• It’s about less sugar, more quiet and going on that holiday

 

With growing concerns around non-communicable diseases (NCDs), many individuals are making the necessary changes to their lifestyles for their wellbeing. Wellness and its efforts are about “being aware of and making choices about a significant existence”, says public health specialist and Medical Director of Spiral Aloe Clinics Dr Mothomang Diaho. After over 30 years in preventative medicine, Dr Diaho shares that “the alarming increase in non-communicable diseases (NCDs) in our society has a lot to do with our lifestyles and an inability to moderate our behaviour or change our attitudes towards food and exercise”.

In 2017, the developments in health and wellness are set to stay. From the demand for silence and the surrender of sugar to that beautiful escape beyond the hill (or around the corner), the way to wellness is by caring for mind, body and soul.

Mind

As society becomes more urbanised people are continuously being exposed to more stressful environments, and noise. This reality has given rise to the deep desire for actual silence. As a result, there has been a growing interest in silent spas and retreats, restaurants, gyms and even silent airports in places like London City and Barcelona.

Studies have shown that the noise pollution in our environments – both physical and digital – have an adverse effect on our focus and sleep. “This increases stress levels, anxiety and depression, which puts strain on our mental health and can lead to fluctuations in weight”, says Dr Diaho. To combat this she recommends at least 1 hour dedicated to silence daily by going for a walk, meditating, taking a ‘digital detox’ or carrying out a hobby in silence like gardening or writing.

Body

The World Health Organisation (WHO) has attributed one third of all deaths globally to coronary heart disease, but the severity of lifestyle diseases may be on the rise in resource-poor countries specifically. Dr Diaho shares that “lifestyle diseases are becoming more prevalent in middle-income families where economic affordability is continuously improving but not at the same rate as health and wellness knowledge”. The focus of the Lifestyle Clinics such as Spiral Aloe will be on preventing these NCDs through education and the provision of advisory services to clients in both private and corporate settings.

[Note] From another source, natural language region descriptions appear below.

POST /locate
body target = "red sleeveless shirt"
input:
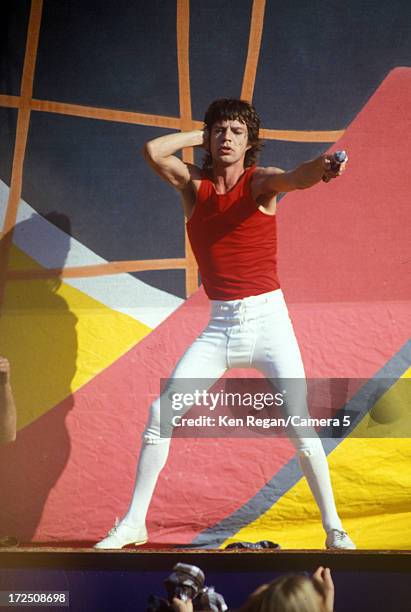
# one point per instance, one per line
(234, 243)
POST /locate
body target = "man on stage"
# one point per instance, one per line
(230, 206)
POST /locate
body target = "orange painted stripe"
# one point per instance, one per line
(105, 269)
(91, 112)
(10, 101)
(254, 44)
(23, 121)
(183, 44)
(106, 114)
(302, 135)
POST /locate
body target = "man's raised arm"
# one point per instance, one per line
(160, 154)
(7, 406)
(274, 180)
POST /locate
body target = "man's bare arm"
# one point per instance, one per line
(160, 154)
(274, 180)
(7, 406)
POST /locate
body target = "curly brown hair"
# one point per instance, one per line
(230, 109)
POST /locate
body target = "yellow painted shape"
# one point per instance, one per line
(57, 339)
(371, 480)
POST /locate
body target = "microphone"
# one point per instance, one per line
(338, 158)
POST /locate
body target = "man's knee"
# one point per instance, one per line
(308, 447)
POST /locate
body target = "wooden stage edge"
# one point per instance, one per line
(163, 559)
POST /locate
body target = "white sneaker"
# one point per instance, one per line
(339, 539)
(123, 534)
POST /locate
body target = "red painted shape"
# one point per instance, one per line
(71, 472)
(349, 240)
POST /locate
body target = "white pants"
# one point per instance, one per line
(252, 332)
(255, 332)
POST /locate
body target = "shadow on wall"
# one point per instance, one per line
(38, 335)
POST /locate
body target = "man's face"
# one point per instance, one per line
(228, 141)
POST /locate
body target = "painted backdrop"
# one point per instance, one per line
(99, 290)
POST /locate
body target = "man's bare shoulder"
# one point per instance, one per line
(196, 173)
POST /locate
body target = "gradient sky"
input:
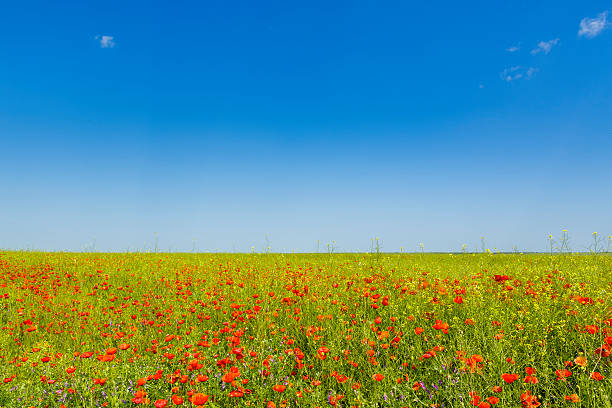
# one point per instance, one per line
(241, 123)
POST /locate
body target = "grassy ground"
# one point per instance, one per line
(90, 330)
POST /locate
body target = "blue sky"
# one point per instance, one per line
(240, 123)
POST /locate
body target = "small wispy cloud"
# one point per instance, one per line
(517, 72)
(545, 46)
(106, 41)
(592, 27)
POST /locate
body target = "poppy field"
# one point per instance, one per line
(305, 330)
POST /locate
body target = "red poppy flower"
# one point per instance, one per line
(509, 378)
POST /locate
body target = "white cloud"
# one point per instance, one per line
(517, 72)
(531, 72)
(545, 46)
(591, 27)
(106, 41)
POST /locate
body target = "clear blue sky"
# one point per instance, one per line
(233, 121)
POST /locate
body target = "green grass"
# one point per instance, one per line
(283, 311)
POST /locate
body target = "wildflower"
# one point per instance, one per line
(509, 378)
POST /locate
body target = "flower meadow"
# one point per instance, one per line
(305, 330)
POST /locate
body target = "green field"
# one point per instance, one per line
(305, 330)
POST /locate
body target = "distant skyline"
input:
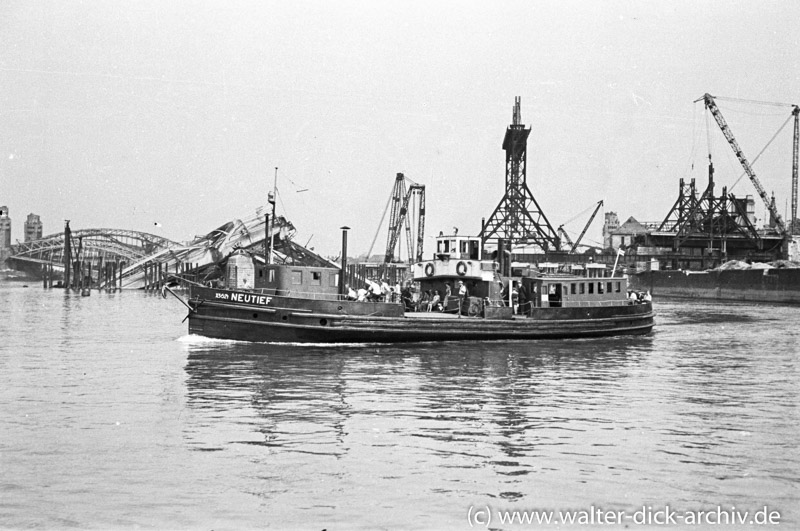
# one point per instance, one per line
(170, 117)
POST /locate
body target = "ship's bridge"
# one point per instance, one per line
(457, 247)
(456, 257)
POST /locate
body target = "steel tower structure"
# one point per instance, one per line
(518, 218)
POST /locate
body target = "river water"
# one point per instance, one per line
(112, 417)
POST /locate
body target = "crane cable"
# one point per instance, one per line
(763, 150)
(380, 224)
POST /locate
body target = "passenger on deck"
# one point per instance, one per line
(433, 305)
(350, 293)
(522, 296)
(447, 293)
(407, 298)
(422, 306)
(374, 291)
(462, 296)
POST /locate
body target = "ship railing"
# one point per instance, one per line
(310, 295)
(572, 304)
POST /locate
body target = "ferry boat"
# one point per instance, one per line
(265, 302)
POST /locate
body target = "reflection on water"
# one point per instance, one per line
(112, 417)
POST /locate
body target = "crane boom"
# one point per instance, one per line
(401, 199)
(591, 218)
(726, 130)
(795, 112)
(564, 235)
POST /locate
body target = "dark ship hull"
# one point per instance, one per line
(751, 285)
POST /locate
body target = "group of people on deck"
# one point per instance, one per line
(521, 300)
(374, 291)
(637, 297)
(438, 301)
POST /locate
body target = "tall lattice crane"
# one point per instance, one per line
(399, 218)
(711, 105)
(408, 212)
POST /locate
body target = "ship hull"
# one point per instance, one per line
(751, 285)
(308, 321)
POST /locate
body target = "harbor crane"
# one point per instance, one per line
(408, 209)
(711, 105)
(574, 245)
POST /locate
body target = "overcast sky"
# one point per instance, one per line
(126, 114)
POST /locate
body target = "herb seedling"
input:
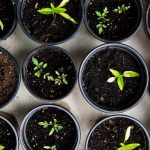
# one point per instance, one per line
(125, 146)
(54, 124)
(39, 66)
(58, 10)
(61, 79)
(2, 147)
(50, 147)
(121, 9)
(119, 77)
(103, 20)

Gaining control of our health will not be achieved by throwing out all the food in the fridge, it is about consistency; committing daily to small changes in habits and attitudes that will eventually result in lasting effects. For starters:

  • Don’t skip meals, especially breakfast. When you miss a meal the body switches to survival mode thinking it might go hungry. As a result it stores fat in its reserves instead of burning it off for energy
  • Eat more fruit, vegetables, nuts, and whole grains daily. Cutting down on fatty and sugary foods will have a positive effect on more than just your weight. A balanced diet affects our overall wellness – when we feel good on the inside it reflects on the outside
  • Get moving. The gym may not be for everyone but we all have 10 to 15 minutes in a day to do some calorie-burning activity. Jog in place for a few minutes when you wake up, walk around the building at work, dance to 3 of your favourite songs in a row (roughly 12 – 15 minutes), or join a class

Soul

According to research from SRI International’s Global Spa and Wellness Monitor report, Sub-Saharan Africa is the fastest growing region for wellness tourism.  This growth caters to the rising number of consumers seeking a more integrative wellness experience. In keeping with the shift towards healthier lifestyles, many wellness hotels and retreats are changing their offerings. They are going organic in their kitchens while also providing wellness facilities such as a spa or fitness centre, as well as purposefully designed therapies and activities like yoga and meditation classes to help guests achieve both physical well-being and spiritual balance.

Because of shifting mindsets towards personal health, the wellness trends of 2017 are likely to imbed themselves into our way of life. The welcoming of these trends will not only have a positive impact on individuals, it will effectively change the attitudes and behaviour of the health and wellness industry in South Africa overall.